Small Farmers, Big Business: Contract Farming and Rural Development

Year 1990

Among the array of agribusiness activities, the one which entails the most direct and most complex relationships between large corporations and small farmers is contract farming (CF). In this system, a firm replaces or supplements company production of agricultural commodities with purchases from local farmers through contracts. The contracts specify several conditions of sale and obligate the firm to provide technical assistance, agro-chemicals and other services. The system is well established in developed countries, where it accounts for about 15% of agricultural output (Mighell, 1972): its use in developing countries is significant and increasing. The system is used by both domestic firms and transnational corporations. This book attempts a comprehensive assessment of this particular form of agribusiness, examining its social impact in developed and developing countries. It draws on case studies from Canada, Latin America and Africa. It covers private schemes and public-private joint ventures, domestic and transnational firms and traditional and non-traditional commodities.
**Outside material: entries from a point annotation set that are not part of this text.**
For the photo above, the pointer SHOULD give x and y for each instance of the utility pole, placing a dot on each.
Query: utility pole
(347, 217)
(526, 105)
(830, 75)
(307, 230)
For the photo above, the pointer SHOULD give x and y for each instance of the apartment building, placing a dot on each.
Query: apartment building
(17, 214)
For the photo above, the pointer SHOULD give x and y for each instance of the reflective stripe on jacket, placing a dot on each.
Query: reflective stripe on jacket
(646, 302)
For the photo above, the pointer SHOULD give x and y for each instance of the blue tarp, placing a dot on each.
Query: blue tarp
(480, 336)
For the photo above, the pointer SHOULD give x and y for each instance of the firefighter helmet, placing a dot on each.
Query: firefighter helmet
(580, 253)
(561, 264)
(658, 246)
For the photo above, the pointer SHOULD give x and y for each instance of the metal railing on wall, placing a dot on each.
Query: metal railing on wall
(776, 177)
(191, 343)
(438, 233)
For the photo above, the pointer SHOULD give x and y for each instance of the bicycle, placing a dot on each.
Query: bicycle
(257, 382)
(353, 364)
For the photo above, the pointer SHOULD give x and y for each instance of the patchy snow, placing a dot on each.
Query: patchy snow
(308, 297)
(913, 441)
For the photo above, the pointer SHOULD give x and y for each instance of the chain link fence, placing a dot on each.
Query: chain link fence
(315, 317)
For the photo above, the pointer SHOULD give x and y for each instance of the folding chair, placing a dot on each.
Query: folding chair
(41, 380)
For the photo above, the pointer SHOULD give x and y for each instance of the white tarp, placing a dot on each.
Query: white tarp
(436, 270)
Each case study focuses on the economic logic of the agribusiness-grower relationship, its social impact on the rural community and the ways in which farmers have responded. The studies demonstrate the diversity of experience associated with contract farming schemes, in the forms they take, the effects they have on local communities, and their long-term viability. The studies cover frozen vegetables in Guatemala, asparagus in Peru, McCain Foods in Canada, Mumias and KTDA in Kenya, and a collection of commodity sketches. The aim is to identify those elements which have produced viable schemes beneficial to local communities and to provide policy advice for firms, farmers' organizations, and governments.